One of the biggest, government-wide infosec problems he encountered was the lack of consistent software configuration standards, particularly on desktop computers. Each agency was on its own to configure its machines securely and according to Sager, few were up to the challenge. System admins often didn't know how to implement secure configurations, or lacked the bandwidth to do so.
"We would ship machines to every poor, undertrained, underappreciated sysadmin in the DoD," Sager said. "They were these out-of-the-box, unconfigured versions of Microsoft Windows, and it was too much to ask them to manage this on their own."
Over time, that led to the creation of the Federal Desktop Core Configuration mandate and eventually the broader U.S. Government Configuration Baseline. Getting there, Sager said, required many government cybersecurity leaders to convince Microsoft and other IT vendors that selling pre-configured IT systems according to a limited number of baselines would actually save them money.
"The response from Microsoft was, 'You government guys don't get it. Every time you change configurations, things break,'" Sager said. "But eventually they realized that by having five or 10 or 15 configurations, based on roles, it cuts costs and streamlines their relationships."
The two keys to making it happen, Sager said, was the unified leadership throughout the government and private sector joining together to make the case to the vendors, and identifying the specific configurations so the vendors understood what was involved.
Good security leaders never work alone
Though the abundance of information resources available to information security leaders today may be seen by some as a positive, it's arguably made the job of managing infosec organizations even harder.

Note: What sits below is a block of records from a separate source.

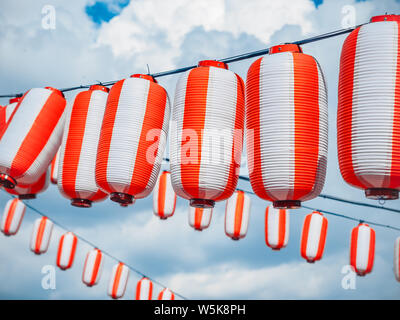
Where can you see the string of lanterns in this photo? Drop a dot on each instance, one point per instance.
(112, 142)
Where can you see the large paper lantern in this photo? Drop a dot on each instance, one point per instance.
(287, 126)
(144, 289)
(164, 197)
(206, 145)
(66, 250)
(200, 218)
(362, 249)
(166, 294)
(237, 215)
(313, 236)
(41, 234)
(7, 112)
(30, 191)
(368, 122)
(32, 137)
(276, 227)
(12, 216)
(54, 168)
(93, 267)
(133, 138)
(396, 259)
(78, 151)
(118, 281)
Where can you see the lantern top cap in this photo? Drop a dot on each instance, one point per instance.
(16, 99)
(286, 47)
(144, 76)
(385, 17)
(213, 63)
(99, 87)
(56, 91)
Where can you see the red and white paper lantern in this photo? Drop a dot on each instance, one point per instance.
(206, 144)
(66, 250)
(200, 218)
(41, 234)
(133, 138)
(32, 137)
(362, 249)
(313, 236)
(12, 216)
(287, 126)
(164, 197)
(276, 227)
(118, 281)
(237, 215)
(166, 294)
(369, 109)
(78, 151)
(396, 259)
(93, 267)
(144, 289)
(27, 192)
(54, 168)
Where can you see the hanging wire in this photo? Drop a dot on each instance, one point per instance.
(326, 196)
(235, 58)
(94, 246)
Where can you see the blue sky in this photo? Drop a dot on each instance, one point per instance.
(112, 39)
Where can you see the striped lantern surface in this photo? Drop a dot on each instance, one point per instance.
(66, 250)
(237, 215)
(132, 138)
(287, 126)
(276, 227)
(31, 137)
(93, 267)
(362, 249)
(368, 122)
(27, 192)
(166, 294)
(118, 281)
(78, 151)
(41, 234)
(164, 197)
(12, 216)
(206, 142)
(313, 236)
(200, 218)
(396, 259)
(6, 112)
(54, 168)
(144, 289)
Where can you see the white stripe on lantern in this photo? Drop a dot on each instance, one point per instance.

"Never before have we had so many tools, so much information, so many products and services. We are drowning in an incredible array of data meant to help us," Sager said, "and yet the problem seems to be getting worse faster than it's getting better."
Sager said information security leaders suffer from a "fog of war" effect not unlike combat commanders. Because it's so difficult to deal with the volume of data available, leaders struggle to identify the best course of action, resulting in imperfect decision making.
Sager's own struggles in this area eventually led to the creation of the SANS Top 20 Critical Security Controls, a set of broadly applicable defensive measures. He encouraged infosec leaders to adopt the controls as a tenant of their programs because they can help organizations prioritize, implement, sustain and automate standards-based defensive practices that have been proven to thwart the majority of cyberattacks.
Having worked with some incredibly powerful and effective leaders within the U.S. military "with many stars on their shoulders," Sager said the most common flaw among them was being great at identifying new things to do, but not so great at deciding what to stop doing.
"I've worked with amazingly brilliant people, but they don't see the problem that the workforce is already stretched," Sager said. "So I would say, 'give us some help in what we can stop doing.' Because if everything is important, nothing gets done."